A Star is Born dips its toe into some interesting questions about fame and the older male/younger female dynamic. Cooper—as a writer, director, and actor—does an excellent job of having Jackson walk the fine line between “well-known musician using his position to prey on aspiring singer” and “sad old drunk who falls in love.” He’d obviously like to sleep with her, and her him, but it feels like a fortuitous last grasp for salvation as much as an attempt to seduce a lovely young lady. It’s also very wise to never introduce infidelity into the proceedings; we know that Jackson and Ally love each other, and only each other, but obviously that’s not always enough.
It’s a shame that, once Ally gets famous, Cooper and fellow writers Eric Roth and Will Fetters lean into “modernizing” the story. She’s got a gig on SNL! Jackson doesn’t approve of this newfangled pop music! Up until then, it had been a timeless tale of sorts; for whatever reason, Cooper decides to firmly place it in the late 2010s, which narrows and negates her struggles to the point of them feeling irrelevant. If Cooper and/or the writers think rock music is preferable and has more to say than pop music, well, me too. But that’s a bit of an antiquated, “old man yells at cloud” mindset and I wouldn’t shoehorn it into my movie so artlessly.
Fortunately, everything settles down for the finale. And Gaga uses the power of her amazing voice to send us home with a bang, taking a final scene that could’ve been trite and making it spectacular. Everyone is talking about Gaga’s performance, and rightly so; she’s believable, brilliant, and often chill-inducing. But Cooper himself does a solid job, mumbling notwithstanding; the moment where he reveals his admiration for older brother Bobby (Sam Elliott) is the biggest non-Gaga tearjerker and the clip you’ll see on Oscar night.

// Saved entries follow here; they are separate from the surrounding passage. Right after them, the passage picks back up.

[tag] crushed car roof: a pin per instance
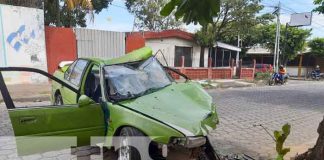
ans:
(137, 55)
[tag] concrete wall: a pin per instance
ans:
(293, 70)
(167, 46)
(60, 46)
(22, 41)
(100, 44)
(134, 41)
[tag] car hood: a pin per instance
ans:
(185, 107)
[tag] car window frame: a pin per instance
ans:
(66, 74)
(82, 74)
(85, 74)
(5, 92)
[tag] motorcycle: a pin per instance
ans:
(276, 80)
(315, 75)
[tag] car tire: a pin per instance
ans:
(58, 101)
(271, 82)
(126, 151)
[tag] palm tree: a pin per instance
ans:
(54, 9)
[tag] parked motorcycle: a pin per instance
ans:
(275, 79)
(315, 75)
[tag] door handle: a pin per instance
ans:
(27, 120)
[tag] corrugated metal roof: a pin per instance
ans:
(99, 43)
(227, 46)
(258, 50)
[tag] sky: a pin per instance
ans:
(117, 18)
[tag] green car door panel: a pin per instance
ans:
(82, 122)
(184, 106)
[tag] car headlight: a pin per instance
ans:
(190, 142)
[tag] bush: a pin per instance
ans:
(262, 75)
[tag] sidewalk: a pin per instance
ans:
(225, 83)
(29, 92)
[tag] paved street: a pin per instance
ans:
(299, 103)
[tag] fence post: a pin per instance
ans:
(182, 68)
(254, 64)
(232, 68)
(210, 69)
(240, 68)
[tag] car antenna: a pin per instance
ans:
(160, 51)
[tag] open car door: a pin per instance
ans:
(39, 119)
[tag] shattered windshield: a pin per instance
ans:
(124, 81)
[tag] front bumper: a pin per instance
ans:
(189, 142)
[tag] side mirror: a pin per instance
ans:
(85, 101)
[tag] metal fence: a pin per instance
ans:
(100, 44)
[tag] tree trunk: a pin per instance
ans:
(202, 56)
(317, 152)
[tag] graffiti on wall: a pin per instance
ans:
(23, 38)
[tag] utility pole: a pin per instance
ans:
(277, 41)
(237, 59)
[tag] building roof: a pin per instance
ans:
(175, 33)
(258, 50)
(227, 46)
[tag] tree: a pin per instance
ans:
(320, 7)
(317, 152)
(147, 13)
(317, 46)
(193, 11)
(25, 3)
(71, 13)
(205, 38)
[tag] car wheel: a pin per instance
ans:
(58, 100)
(126, 150)
(271, 82)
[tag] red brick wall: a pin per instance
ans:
(222, 73)
(196, 73)
(203, 73)
(247, 73)
(60, 46)
(134, 41)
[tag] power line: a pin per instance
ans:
(119, 6)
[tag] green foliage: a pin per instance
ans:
(206, 36)
(280, 137)
(317, 46)
(320, 7)
(192, 11)
(71, 13)
(262, 76)
(147, 13)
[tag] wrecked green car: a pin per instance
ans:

The cast beyond the leads is a fun who’s who of beloved character actors. Dave Chappelle has nothing to do, unfortunately, but the aforementioned Elliott is going to cruise to a Best Supporting Actor nomination. And this is two movies now—the other being Blue Jasmine—where Andrew Dice Clay steals his every scene. I would watch a whole film about him and Lady Gaga puttering around the house, rambling about Paul Anka and Frank Sinatra with Steve the Drunk from Deadwood.

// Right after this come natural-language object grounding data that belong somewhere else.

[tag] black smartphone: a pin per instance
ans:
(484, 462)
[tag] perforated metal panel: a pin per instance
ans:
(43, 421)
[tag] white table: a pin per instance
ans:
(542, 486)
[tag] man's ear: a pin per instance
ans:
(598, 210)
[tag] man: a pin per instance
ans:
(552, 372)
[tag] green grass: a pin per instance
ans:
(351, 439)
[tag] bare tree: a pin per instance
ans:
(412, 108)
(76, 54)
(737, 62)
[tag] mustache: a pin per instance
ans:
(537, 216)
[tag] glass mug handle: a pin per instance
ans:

But again, it all comes back to Gaga. When Ally comes out and sings “Shallow” for the first time, letting that voice fly and becoming her true self for the first time, you will not be able to hold back tears. It’s beautiful and perfectly earned; there is zero shame in Cooper and company going the rest of the film without re-reaching those heights. Most never even touch them once.